REFINED Carbohydrates are stripped of pretty much all fibre, vitamins and minerals.  For this reason they are considered as "empty calories" and lead to rapid spikes in blood sugar and insulin levels, which in turn can drive overeating.  Examples of Refined Carbohydrates are white bread, white pasta, white rice, pastries, fizzy drinks, sweets.

COMPLEX Carbohydrates are considered "better" because of the longer series of sugars that they are made of, which the body takes longer to break down.  This means you will get lower amounts of sugars released at a more consistent rate, making this type of carbohydrate perfect for slow release energy for exercise, but also to make you less likely to reach for snacks between meals on a day to day basis.

No food is intrinsically good or bad, portion size and lifestyle come into play here too.

Drastic restriction of Carbs will lead to glycogen and fluid loss NOT body fat loss.


Our bodies need Protein to repair and grow muscle that's broken down during exercise.  Regular exercise will mean you need a little more protein than usual.   Proteins break down into Amino Acids that help grow and repair, so essential for recovery.  Our muscles are made of the protein that we eat.  The best way to give your protein levels a boost when training regularly is to choose lean cuts of meat, pulses & fish, also high in protein are vegetables, beans, legumes, nuts, seeds, whole grains and soy products.


To keep it simple - focus on Carbs before training/exercising/playing sport.  This will fuel your body for the main event.  Choose the Complex Carbs as they are slow burning, releasing energy at a steady pace to carry you through.  I personally have to wait at least 3 hours before training after a meal, but everyone is different.  A banana or light snack is always fine 30-60 minutes before exercise if you need that extra boost.  If you are running or exercising for longer than an hour, take an energy drink or some energy sachets for an instant boost, as Glycogen stores become depleted.  Not everyone feels like eating immediately after exercise, but a light Carbohydrate based snack will replenish your Glycogen stores if you haven't managed to do it during.  It is then advised to opt for a Protein based meal, to aid muscle repair and damage.

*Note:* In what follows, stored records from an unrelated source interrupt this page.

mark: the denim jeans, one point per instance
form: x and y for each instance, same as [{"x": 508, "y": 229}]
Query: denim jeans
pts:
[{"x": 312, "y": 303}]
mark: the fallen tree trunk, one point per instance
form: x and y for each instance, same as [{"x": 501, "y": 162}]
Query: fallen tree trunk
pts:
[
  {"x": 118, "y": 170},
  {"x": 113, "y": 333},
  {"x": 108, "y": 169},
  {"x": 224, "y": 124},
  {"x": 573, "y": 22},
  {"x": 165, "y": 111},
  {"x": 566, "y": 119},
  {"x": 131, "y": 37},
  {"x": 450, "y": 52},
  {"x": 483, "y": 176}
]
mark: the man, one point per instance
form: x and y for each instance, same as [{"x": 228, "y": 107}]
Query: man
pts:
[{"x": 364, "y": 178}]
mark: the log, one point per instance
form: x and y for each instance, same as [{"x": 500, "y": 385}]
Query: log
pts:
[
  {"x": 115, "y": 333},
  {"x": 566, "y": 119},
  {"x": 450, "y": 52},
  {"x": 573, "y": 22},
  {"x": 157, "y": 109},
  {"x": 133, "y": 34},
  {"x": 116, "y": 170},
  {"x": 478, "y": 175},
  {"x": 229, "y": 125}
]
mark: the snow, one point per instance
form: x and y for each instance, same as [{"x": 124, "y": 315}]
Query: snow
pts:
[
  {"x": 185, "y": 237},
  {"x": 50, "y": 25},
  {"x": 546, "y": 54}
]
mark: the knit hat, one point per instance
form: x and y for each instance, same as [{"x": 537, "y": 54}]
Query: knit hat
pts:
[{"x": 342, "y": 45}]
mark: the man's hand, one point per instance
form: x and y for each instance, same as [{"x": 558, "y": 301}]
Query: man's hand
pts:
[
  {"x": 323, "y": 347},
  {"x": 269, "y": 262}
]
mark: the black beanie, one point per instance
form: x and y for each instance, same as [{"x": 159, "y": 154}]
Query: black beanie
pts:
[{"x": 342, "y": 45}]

Protein shakes and supplements are a huge market at the moment, but realistically, you should not need to take any supplement if you are consuming a balanced diet of nutrients.  You should always seek advice from your GP or Sports Nutritionist before taking any supplement.

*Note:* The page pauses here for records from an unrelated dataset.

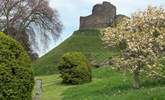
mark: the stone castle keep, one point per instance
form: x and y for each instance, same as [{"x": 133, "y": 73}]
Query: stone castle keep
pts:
[{"x": 102, "y": 16}]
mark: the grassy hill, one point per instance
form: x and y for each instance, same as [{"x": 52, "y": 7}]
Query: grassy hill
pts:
[
  {"x": 107, "y": 84},
  {"x": 86, "y": 41}
]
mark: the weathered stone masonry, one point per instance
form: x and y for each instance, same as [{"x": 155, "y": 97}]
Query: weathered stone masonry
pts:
[{"x": 102, "y": 16}]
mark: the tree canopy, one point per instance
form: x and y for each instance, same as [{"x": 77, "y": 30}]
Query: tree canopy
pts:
[
  {"x": 144, "y": 34},
  {"x": 28, "y": 16}
]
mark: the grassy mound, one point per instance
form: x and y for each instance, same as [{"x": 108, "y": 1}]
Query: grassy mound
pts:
[{"x": 85, "y": 41}]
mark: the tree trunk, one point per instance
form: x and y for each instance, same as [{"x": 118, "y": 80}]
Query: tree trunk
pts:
[{"x": 136, "y": 79}]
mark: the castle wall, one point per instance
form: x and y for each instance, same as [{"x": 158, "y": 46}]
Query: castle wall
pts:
[{"x": 102, "y": 16}]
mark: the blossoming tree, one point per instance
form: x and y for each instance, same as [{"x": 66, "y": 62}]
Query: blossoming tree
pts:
[{"x": 144, "y": 34}]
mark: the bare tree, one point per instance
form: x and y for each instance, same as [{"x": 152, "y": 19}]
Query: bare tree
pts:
[{"x": 24, "y": 16}]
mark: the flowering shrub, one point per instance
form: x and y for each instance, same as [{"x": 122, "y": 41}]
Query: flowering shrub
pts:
[{"x": 144, "y": 34}]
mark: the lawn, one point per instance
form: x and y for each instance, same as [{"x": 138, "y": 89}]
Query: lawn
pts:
[{"x": 107, "y": 84}]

I know I'm guilty of not always drinking enough water - its so easy to forget as the day goes on, but even if we are not regularly exercising, we should be drinking at lease 6-8 glasses a day, around 2 litres.  This should be mostly water.  The best way to check that you're hydrated is to check the colour of your urine, the lighter in colour the better!  Staying hydrated regulates your body temperature and lubricates your joints, it also reduces muscle cramps and will generally help you perform at your best.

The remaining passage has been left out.